Chapter 6, on Shoda and Mischel's computational model of personality structure, is a well argued presentation of culture as a constraint satisfaction system. It simulates the change in patterns of personality under different circumstances, something that is hard to model. It is interesting how the authors play with the way constraint satisfaction networks settle on a solution and introduce new input before complete settling occurs, thus modelling temporal change. Although the natural phenomena of our nervous systems settling down to one solution and of recent solutions having an influence on the next solution may not take place in the same time scales, this model assumes that they do. However, the model is still interesting food for thought, despite this inaccurate assumption. It also lacks an essential ingredient of change and adaptation: learning. There is no learning in this model. Even though circumstances change, the way that agents react does not.
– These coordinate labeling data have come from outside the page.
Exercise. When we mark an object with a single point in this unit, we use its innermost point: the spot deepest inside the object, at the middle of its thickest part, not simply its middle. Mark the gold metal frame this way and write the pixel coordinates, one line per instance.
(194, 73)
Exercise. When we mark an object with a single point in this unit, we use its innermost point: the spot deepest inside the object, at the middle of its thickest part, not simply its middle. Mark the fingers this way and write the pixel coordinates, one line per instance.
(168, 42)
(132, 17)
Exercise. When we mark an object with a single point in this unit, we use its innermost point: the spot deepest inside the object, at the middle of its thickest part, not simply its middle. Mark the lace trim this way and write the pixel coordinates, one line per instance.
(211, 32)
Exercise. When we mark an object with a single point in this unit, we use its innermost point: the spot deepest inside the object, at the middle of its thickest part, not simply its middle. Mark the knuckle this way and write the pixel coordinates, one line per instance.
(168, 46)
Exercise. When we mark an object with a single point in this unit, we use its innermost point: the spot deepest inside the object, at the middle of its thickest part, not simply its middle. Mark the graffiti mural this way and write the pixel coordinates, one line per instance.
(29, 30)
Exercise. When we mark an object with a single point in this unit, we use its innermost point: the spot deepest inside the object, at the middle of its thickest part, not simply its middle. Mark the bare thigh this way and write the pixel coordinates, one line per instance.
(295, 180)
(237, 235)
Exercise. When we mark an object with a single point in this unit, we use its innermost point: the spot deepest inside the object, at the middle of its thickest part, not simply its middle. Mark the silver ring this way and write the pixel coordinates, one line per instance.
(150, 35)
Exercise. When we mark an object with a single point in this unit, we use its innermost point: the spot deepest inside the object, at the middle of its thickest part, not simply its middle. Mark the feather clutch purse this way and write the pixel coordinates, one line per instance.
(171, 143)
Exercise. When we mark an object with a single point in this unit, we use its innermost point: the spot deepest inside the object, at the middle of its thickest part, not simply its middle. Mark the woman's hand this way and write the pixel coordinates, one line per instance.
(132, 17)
Chapter 7 deals with one of the central theories of psychology, that of cognitive dissonance. Cognitive dissonance is a well documented (and somewhat humorous) phenomenon coming from the primacy of sense-making. Because of cognitive dissonance, people will, for example, actually enjoy doing something more if they are paid less for doing it, because they have to explain to themselves why they are doing it. Constraint satisfaction networks have great potential for explaining this central aspect of cognition, but are not given the chance to display it in this chapter. Schultz and Lepper's model has the same problem as most of the others in this book. It has little explanatory power because the answer to the question they ask is encoded in the question itself. You can't use a CS net to explain how different concepts come to influence each other by hardwiring the relations of influence into the model before it is even run. It doesn't get at the mystery of cognitive dissonance because it restates what is, without telling how it dynamically comes and continues to "be".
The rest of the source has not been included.